In these works, Kuehn’s control over all the elements of his photographic process is extremely rigorous, eliminating any chance elements or spontaneous moments. The images are entirely pre-visualized, often sketched out beforehand and then executed with methodical attention to detail, his models posed in custom color-coded clothing to ensure proper tonal matching and contrast, the light managed to avoid unwanted shadows. The resulting images have a timeless, peaceful, almost fairy tale quality, looking back to happier, better times, rather than forward. Many of the works are meticulous, nearly scientific studies of tonal values, catching the highlights on a white dress and contrasting them with the dark areas of a formal hat, or letting light dissolve into abstraction when seen through a drinking glass or still life vase. Outdoor scenes play with the balance of black and white smocks and dresses against the land, using them to manage the weights of a wider composition, and Kuehn’s sensual nudes of Mary Warner use her long dark hair as a counterweight to the lightness of her skin. The final room displays a series of images of hikers on a hillside and beneath a tree, where Kuehn’s total management of the process is reinforced; one scene waits for a certain cloud formation, another times specific distances between the individual subjects in the group, and a third retouches out a hiker who has strayed into the wrong place.

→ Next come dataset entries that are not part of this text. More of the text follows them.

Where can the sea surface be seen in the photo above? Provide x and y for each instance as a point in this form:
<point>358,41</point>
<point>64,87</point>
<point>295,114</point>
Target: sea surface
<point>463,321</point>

While the show does connect the dots between Kuehn’s artistic evolution and the influences of Stieglitz and Steichen, what was most surprising to me was just how far Kuehn had taken his efforts to control the look and feel of his output. The show is a parade of different arcane print types and technical innovations, each one carefully optimized by Kuehn and then matched to certain pictorial circumstances and desired outcomes. And then each composition left nothing to chance, every single fold of a dress, tilt of a hat, or roll of a background meadow placed just so. If these works are not dreamy stolen moments from a bucolic, soft focus, 19th century childhood but instead premeditated scenes designed and built for particular effect, there is certainly an added dimension of exacting intent and thoughtful execution to be considered. I came away from this exhibit with an entirely different view of Heinrich Kuehn than I had previously had, one of an artist painstakingly struggling to bring forth his own vision of the best of photography, using every trick in the book, even when he defiantly knew that the world was passing him by.
Collector’s POV: This is a museum show, so of course, there are no posted prices. Kuehn’s work has been consistently available at auction in the past decade, with prices ranging from roughly $1000 (generally Camera Work photogravures) to $26000. There are two gallery shows of Kuehn’s work on view in New York for those collectors interested in following up: one at Howard Greenberg (here, through August 3rd), and the other at Hans Kraus (here, through June 29th).